Welcome to this week’s China Ready Now Round-Up.

Did you know that there are now 114 direct flights a week between 7 Australian cities and 13 Chinese mainland cities? Or that at the current rate, Chinese visitors could overtake New Zealand as our largest source of international arrivals within a few months? How about the fact that Destination NSW has discovered that more than 90% of Chinese visitors to NSW participate in nature-based activities during their trip?

These figures are all news to me too! Barely a week goes by that I’m not amazed by some new statistic relating to the Chinese tourist market. And yet at the same time, there is some cause for concern. As Nikkei Asian Review reports in this week’s top article, there are warning signs about Australia’s capacity to handle large numbers of Chinese visitors. In particular, Australia’s tourism industry suffers from shortcomings in language skills, hotel and restaurant readiness, retail offerings and specialised tourism services for Chinese tourists.

Yet for those tourism operators that are willing to invest in improving their China-readiness, the benefits are proving to more than justify the costs. Take Hamilton Island or McGuigan Wines for example. Both companies have developed China strategies over the past few years, focusing on the high-spending free and independent Chinese traveller market. Now, these companies are in the box-seat as China becomes our largest international tourist market.

Wouldn’t you like to be in the box-seat? To find out how, get in touch with us for a free consultation today.
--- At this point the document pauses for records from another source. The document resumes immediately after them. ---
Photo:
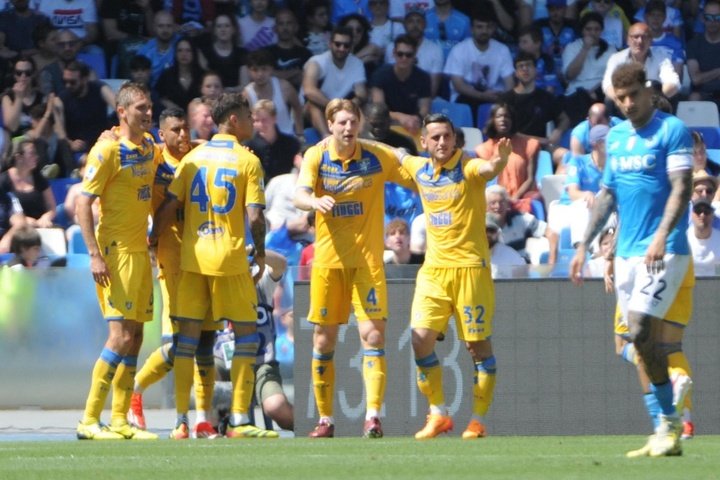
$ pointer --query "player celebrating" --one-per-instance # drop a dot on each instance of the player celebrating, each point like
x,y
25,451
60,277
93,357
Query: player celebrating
x,y
343,179
175,134
217,184
120,172
648,177
455,278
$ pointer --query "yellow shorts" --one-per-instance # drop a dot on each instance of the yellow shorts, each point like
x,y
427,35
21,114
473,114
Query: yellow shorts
x,y
129,296
333,290
214,299
467,293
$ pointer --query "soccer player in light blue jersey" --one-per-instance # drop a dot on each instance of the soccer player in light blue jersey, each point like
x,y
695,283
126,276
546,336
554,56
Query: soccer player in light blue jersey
x,y
648,180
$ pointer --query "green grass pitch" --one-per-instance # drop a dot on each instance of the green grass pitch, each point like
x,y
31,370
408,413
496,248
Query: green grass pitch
x,y
447,458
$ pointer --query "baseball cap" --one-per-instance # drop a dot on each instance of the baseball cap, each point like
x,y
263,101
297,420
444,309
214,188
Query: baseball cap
x,y
597,133
702,175
702,203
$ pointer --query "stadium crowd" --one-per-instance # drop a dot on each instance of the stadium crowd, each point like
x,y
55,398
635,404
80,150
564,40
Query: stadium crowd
x,y
536,72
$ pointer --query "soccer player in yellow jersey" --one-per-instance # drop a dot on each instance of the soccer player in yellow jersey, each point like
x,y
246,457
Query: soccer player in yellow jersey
x,y
455,278
175,134
120,172
217,184
343,180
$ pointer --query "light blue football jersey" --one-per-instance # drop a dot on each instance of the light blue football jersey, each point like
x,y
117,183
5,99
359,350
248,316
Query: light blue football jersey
x,y
636,170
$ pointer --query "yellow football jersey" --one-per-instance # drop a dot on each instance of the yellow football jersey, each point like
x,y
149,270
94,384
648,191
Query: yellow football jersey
x,y
351,235
453,199
121,174
216,181
168,250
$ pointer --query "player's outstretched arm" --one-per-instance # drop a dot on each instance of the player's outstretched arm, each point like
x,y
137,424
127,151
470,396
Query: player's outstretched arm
x,y
604,205
494,166
675,208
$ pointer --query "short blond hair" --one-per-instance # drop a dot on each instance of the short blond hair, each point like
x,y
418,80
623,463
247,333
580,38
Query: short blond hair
x,y
338,104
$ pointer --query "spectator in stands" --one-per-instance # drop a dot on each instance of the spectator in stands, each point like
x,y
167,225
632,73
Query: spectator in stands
x,y
657,62
700,160
222,53
24,180
85,104
378,128
11,218
180,83
317,35
501,255
48,132
276,150
336,73
161,48
580,135
428,53
518,177
265,85
51,77
26,245
397,244
290,55
404,76
584,62
655,16
534,107
21,97
703,238
517,226
45,39
557,32
582,184
448,26
383,29
202,126
126,26
257,28
616,23
530,42
703,59
78,16
16,30
479,67
672,20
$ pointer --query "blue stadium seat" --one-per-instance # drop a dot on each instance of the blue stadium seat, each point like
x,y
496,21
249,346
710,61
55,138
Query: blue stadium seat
x,y
76,244
60,186
483,114
711,136
459,113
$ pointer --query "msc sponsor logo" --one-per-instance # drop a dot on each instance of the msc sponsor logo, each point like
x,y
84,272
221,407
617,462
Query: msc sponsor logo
x,y
633,163
440,219
144,193
210,230
347,209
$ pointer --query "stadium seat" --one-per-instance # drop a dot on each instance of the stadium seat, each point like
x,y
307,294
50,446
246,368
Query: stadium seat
x,y
698,113
95,59
711,136
53,241
483,114
459,113
543,168
75,242
473,138
60,186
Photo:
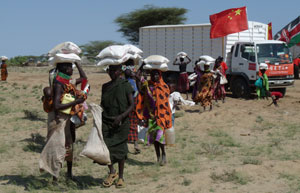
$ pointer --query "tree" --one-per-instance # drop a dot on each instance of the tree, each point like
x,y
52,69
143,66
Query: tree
x,y
149,15
92,49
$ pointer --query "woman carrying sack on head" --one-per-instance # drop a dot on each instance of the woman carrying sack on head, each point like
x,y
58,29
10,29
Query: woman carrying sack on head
x,y
262,83
153,105
220,81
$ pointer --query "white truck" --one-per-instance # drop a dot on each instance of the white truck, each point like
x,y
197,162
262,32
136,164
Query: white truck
x,y
243,52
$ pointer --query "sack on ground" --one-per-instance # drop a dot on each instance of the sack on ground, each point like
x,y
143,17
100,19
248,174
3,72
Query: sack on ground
x,y
142,131
170,136
95,147
156,60
114,51
163,67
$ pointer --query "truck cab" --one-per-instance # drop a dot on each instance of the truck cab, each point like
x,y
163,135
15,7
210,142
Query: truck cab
x,y
243,62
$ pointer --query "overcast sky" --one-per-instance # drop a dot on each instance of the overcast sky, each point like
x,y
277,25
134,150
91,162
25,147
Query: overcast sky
x,y
33,27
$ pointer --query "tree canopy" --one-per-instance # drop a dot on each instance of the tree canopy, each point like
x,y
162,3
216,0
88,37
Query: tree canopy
x,y
92,49
149,15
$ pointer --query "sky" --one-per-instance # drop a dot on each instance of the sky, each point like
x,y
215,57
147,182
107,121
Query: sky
x,y
33,27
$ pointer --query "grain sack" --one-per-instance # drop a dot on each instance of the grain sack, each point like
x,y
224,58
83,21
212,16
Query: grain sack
x,y
95,147
114,51
64,58
156,60
65,48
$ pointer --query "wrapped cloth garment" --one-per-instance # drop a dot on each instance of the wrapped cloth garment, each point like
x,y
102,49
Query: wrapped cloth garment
x,y
114,102
59,144
153,105
4,73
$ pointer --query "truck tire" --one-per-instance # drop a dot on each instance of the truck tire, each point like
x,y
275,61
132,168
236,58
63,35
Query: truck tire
x,y
240,89
282,90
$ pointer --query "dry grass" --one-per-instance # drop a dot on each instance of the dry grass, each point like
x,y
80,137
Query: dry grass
x,y
212,154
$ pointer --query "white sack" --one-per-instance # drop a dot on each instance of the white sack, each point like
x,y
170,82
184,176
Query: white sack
x,y
163,67
64,58
142,131
65,48
114,51
156,60
95,147
181,54
133,49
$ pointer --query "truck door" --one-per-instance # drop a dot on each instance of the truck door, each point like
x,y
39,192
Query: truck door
x,y
244,60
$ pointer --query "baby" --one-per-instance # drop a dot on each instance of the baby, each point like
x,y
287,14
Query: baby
x,y
47,99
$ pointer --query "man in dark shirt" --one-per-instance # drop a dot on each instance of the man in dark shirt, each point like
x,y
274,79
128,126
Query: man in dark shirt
x,y
183,83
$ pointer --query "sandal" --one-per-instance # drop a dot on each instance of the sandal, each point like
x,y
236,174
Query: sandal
x,y
120,183
111,178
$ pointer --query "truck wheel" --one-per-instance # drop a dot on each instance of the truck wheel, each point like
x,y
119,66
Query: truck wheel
x,y
240,88
282,90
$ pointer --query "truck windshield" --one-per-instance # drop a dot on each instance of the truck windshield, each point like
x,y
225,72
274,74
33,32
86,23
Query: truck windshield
x,y
273,53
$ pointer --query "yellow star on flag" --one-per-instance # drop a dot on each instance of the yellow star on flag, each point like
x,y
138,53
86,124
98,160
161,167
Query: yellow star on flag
x,y
238,12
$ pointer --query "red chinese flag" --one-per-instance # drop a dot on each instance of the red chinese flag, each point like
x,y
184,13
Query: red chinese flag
x,y
270,36
227,22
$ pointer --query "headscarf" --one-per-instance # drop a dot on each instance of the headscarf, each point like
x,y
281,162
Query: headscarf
x,y
160,93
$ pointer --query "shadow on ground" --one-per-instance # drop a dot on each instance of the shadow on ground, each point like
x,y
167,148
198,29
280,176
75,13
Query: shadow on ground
x,y
130,161
44,182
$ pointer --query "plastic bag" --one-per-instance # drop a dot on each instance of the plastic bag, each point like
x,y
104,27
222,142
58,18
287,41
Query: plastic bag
x,y
142,131
62,58
95,147
170,136
114,51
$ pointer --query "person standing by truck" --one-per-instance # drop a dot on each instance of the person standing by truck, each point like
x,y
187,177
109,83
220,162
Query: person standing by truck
x,y
183,83
262,83
3,68
219,86
296,62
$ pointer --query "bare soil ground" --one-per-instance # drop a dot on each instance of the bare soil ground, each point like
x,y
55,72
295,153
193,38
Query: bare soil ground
x,y
239,146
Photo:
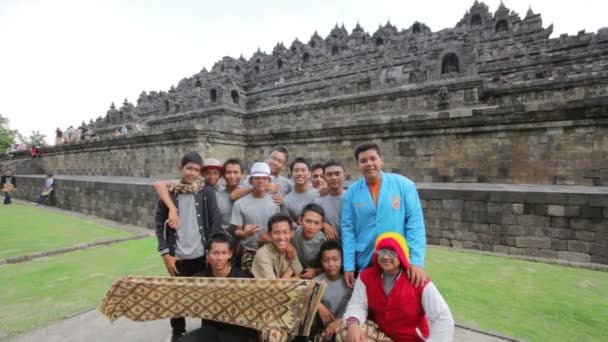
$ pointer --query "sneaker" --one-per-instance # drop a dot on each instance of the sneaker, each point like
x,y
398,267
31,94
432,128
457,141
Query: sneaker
x,y
176,336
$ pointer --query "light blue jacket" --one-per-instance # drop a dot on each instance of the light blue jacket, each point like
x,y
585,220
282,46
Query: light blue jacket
x,y
398,211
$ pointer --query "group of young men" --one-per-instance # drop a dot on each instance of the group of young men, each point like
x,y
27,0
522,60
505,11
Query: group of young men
x,y
265,226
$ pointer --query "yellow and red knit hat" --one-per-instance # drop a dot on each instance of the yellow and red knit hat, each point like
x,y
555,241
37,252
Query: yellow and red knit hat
x,y
396,242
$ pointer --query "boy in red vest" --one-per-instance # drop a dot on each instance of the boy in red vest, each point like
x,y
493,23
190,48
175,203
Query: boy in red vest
x,y
403,312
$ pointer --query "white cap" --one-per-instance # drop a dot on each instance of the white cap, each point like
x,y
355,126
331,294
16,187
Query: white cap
x,y
260,170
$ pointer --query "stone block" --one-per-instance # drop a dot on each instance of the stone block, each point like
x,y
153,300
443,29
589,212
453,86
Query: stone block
x,y
532,242
556,210
578,246
453,204
582,235
600,249
547,253
572,210
559,245
591,212
516,251
475,206
531,252
596,225
559,222
472,245
573,256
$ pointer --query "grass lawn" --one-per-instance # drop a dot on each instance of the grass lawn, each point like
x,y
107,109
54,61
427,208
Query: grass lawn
x,y
533,301
47,289
27,229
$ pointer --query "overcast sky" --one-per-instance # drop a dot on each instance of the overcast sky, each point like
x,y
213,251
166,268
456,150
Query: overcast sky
x,y
64,61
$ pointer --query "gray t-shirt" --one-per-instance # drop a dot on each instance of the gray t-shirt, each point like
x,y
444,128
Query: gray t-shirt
x,y
308,250
286,186
189,244
332,205
336,295
296,201
257,211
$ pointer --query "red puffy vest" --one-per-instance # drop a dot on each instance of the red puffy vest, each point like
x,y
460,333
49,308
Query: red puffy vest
x,y
399,313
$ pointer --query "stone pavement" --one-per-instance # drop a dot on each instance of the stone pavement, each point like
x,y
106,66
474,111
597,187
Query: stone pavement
x,y
92,326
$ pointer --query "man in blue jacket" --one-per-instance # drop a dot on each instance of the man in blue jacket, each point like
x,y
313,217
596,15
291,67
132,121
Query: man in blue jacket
x,y
377,203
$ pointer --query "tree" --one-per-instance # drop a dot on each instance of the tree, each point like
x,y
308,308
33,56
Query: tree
x,y
7,136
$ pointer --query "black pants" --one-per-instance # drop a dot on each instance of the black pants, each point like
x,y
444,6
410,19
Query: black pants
x,y
186,268
220,332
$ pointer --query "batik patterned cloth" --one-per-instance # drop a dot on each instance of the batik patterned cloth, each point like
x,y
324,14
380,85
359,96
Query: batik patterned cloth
x,y
279,308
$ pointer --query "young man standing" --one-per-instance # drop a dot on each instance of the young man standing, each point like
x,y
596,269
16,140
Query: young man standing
x,y
271,261
183,248
9,184
380,202
334,175
303,192
318,181
49,187
250,214
219,257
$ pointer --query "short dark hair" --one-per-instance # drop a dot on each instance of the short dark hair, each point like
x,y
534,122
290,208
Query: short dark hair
x,y
279,217
281,149
219,238
314,208
333,162
331,245
192,157
316,166
299,160
366,146
234,161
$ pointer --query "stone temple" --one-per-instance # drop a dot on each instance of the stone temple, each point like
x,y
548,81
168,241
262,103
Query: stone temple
x,y
504,129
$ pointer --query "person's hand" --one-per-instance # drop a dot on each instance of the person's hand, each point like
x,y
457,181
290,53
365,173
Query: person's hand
x,y
170,264
290,252
325,314
349,278
173,220
354,333
273,187
332,328
416,275
309,273
278,199
330,232
250,230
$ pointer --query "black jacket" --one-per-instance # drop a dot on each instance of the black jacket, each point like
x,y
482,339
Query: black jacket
x,y
209,220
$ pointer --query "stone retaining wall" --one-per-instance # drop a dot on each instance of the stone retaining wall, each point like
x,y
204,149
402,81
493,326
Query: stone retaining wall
x,y
561,222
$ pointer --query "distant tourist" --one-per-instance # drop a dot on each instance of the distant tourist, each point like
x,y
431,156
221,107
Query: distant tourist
x,y
9,184
58,136
183,249
49,187
380,202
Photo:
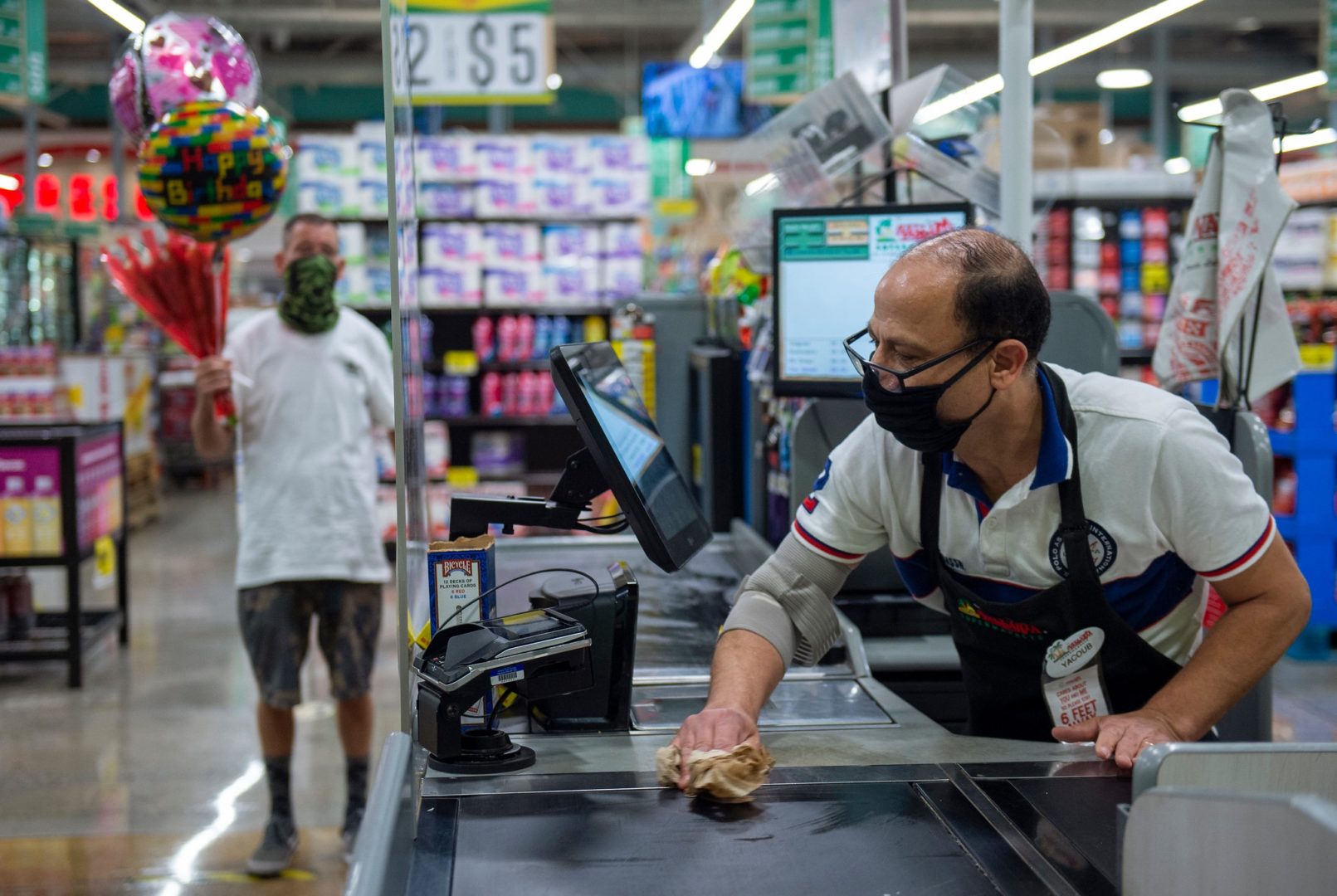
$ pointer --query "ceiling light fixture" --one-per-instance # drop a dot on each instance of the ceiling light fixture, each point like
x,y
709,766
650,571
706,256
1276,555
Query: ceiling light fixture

We hope you enjoy this week’s Round-Up.

Australia and New Zealand focus:

  • Chinese tourism ‘Down Under’ soars on Australia-China aviation links: While the news about Chinese tourism in Australia is generally positive, there are warning signs about Australia’s capacity to handle large numbers of Chinese visitors. Observers point to perceived shortcomings in language skills, hotel and restaurant readiness, retail offerings and specialised tourism services.
  • Focus on independent Chinese travellers paying dividends for operators (paywall): Hamilton Island chief executive Glenn Bourke says while it might be tempting to target the big tour groups to come to the North Queensland resort, the decision four years ago to focus on individual, free and independent Chinese tourists and their families is starting to pay dividends.
  • Chinese visitors ramp up their travel to Australia: With the help of additional flights for Lunar New Year celebrations, the number of Chinese arrivals rose 45.1% on the same time last year to 166,000 for the month of January. At this rate, Chinese visitors could overtake NZ as our largest source of international arrivals within a few months.
  • Filming starts on Chinese TV drama on Australian soil: A new Australia-based Chinese TV drama series has commenced filming in Adelaide. The plot-line of the first episode tells the story of a Chinese street racer born in Australia, who overcomes his phobia of furry creatures by meeting a quokka.

International focus:

  • How China Uses Tourism as a Foreign Policy Tool in Asia: For China’s neighbours, incoming Chinese tourists can serve as a valuable cash injection into the local economy, but it often comes with strings attached. Jing Daily has looked at the issue using case studies including Taiwan, South Korea and Japan.
  • China to build 136 new airports: Compare that to Australia, where we can’t even seem to build 1 new airport! In 2015, China’s airports handled 910 million passengers, but this total is expected to surge to 1.5 billion passengers by 2020 and 2.2 billion by 2025.
  • What Chinese Consumers Want in a Dream Destination Wedding: Chinese couples are exchanging vows and toasting to a happy life in increasingly exotic wedding locations. According to a Ctrip survey, nearly 60% of young Chinese intend to marry abroad.